Again, many lines were removed as I just wanted an illustrative example.  Being married to a Georgia educator myself, I probably am looking at these numbers and making more observations than most.  For example, do we really have a Kindergarten Teacher making over $100K/year?  Really??  Heck, even the highest paid Military Science Teacher is pulling in six-figures (he probably wasn't doing that on active duty!!).  I also feel for the poor Substitute Teacher that was in the hole over $1000.  I can say with certainty that the average pay for Principals of $102K/year surely isn't enough as that's a job with a TON of responsibilities.
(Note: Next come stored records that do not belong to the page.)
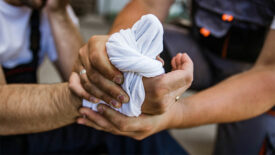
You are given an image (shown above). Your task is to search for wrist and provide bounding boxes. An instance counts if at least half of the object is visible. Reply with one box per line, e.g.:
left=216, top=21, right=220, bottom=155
left=59, top=83, right=82, bottom=118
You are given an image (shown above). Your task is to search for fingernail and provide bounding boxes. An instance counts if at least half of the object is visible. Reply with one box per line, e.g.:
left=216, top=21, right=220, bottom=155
left=118, top=95, right=125, bottom=102
left=76, top=119, right=85, bottom=125
left=110, top=100, right=120, bottom=108
left=79, top=109, right=85, bottom=116
left=97, top=105, right=104, bottom=114
left=90, top=97, right=100, bottom=103
left=114, top=76, right=122, bottom=84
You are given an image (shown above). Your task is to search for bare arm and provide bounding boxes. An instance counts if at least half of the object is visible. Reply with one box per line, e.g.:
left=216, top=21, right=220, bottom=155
left=47, top=0, right=83, bottom=81
left=109, top=0, right=174, bottom=34
left=178, top=30, right=275, bottom=127
left=77, top=30, right=275, bottom=140
left=0, top=66, right=81, bottom=135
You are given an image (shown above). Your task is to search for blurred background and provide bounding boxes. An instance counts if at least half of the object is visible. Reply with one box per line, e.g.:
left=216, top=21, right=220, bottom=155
left=39, top=0, right=216, bottom=155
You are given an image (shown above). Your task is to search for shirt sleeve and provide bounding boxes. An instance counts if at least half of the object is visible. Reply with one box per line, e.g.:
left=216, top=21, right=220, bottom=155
left=41, top=5, right=79, bottom=61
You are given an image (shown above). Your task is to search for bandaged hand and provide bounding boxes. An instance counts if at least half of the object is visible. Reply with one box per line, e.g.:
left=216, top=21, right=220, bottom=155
left=46, top=0, right=69, bottom=13
left=70, top=15, right=192, bottom=116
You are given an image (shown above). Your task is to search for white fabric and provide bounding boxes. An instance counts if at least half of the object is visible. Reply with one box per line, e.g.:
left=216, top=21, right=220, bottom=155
left=270, top=17, right=275, bottom=30
left=83, top=14, right=164, bottom=116
left=0, top=0, right=78, bottom=68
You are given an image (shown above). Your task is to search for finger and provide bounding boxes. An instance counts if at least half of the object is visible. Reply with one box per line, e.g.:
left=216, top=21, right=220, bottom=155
left=79, top=108, right=136, bottom=136
left=79, top=45, right=129, bottom=103
left=87, top=68, right=129, bottom=103
left=156, top=55, right=164, bottom=66
left=88, top=36, right=124, bottom=84
left=69, top=72, right=92, bottom=100
left=159, top=69, right=193, bottom=91
left=176, top=53, right=182, bottom=68
left=171, top=57, right=177, bottom=70
left=77, top=64, right=100, bottom=103
left=76, top=118, right=105, bottom=131
left=97, top=104, right=141, bottom=132
left=181, top=53, right=193, bottom=69
left=77, top=65, right=121, bottom=108
left=77, top=108, right=115, bottom=132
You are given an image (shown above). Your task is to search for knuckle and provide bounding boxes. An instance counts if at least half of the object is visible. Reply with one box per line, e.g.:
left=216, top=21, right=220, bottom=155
left=132, top=136, right=145, bottom=141
left=118, top=121, right=127, bottom=132
left=185, top=74, right=193, bottom=86
left=88, top=72, right=100, bottom=84
left=78, top=46, right=85, bottom=56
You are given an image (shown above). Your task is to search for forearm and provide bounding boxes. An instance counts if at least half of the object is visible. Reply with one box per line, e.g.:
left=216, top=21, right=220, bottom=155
left=109, top=0, right=173, bottom=34
left=48, top=10, right=83, bottom=81
left=0, top=83, right=81, bottom=135
left=172, top=68, right=275, bottom=128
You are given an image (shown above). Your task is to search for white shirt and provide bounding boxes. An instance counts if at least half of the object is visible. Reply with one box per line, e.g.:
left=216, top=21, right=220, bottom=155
left=0, top=0, right=78, bottom=68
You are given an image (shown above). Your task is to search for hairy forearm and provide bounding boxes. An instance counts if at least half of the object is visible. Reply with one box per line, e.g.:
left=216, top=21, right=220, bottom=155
left=48, top=10, right=83, bottom=81
left=109, top=0, right=173, bottom=34
left=0, top=83, right=81, bottom=135
left=172, top=68, right=275, bottom=128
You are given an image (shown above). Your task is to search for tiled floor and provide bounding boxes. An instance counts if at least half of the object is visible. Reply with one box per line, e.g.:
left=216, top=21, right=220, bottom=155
left=39, top=16, right=216, bottom=155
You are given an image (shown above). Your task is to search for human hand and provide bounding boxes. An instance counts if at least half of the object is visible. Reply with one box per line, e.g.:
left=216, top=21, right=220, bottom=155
left=69, top=35, right=129, bottom=108
left=77, top=101, right=183, bottom=140
left=46, top=0, right=69, bottom=13
left=142, top=53, right=193, bottom=114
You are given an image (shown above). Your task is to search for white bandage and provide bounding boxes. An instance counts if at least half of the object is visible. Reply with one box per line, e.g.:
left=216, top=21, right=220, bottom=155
left=83, top=14, right=164, bottom=116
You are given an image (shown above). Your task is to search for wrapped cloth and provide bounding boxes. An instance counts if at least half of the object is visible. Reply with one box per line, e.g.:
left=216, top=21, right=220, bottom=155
left=83, top=14, right=164, bottom=117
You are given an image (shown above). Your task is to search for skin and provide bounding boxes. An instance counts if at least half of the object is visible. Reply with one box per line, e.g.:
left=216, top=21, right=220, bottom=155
left=0, top=67, right=81, bottom=135
left=69, top=0, right=275, bottom=140
left=0, top=0, right=82, bottom=135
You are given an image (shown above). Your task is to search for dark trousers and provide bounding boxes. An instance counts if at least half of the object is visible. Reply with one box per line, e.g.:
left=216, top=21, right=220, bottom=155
left=162, top=24, right=275, bottom=155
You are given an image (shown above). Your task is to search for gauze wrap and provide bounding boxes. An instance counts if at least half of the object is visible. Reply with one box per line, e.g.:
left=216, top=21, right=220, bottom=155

Nonetheless, the goal was see if we could answer the Simple Open Georgia Use Case question which we did.  The next installments will be doing the same thing, but with Pig and then Hive.  Let's make sure we check to see that the average salary for the 9 Audiologists is $73,038.71 and the highest paid 3rd Grade Teacher is $102,263.29 when we perform this analysis again.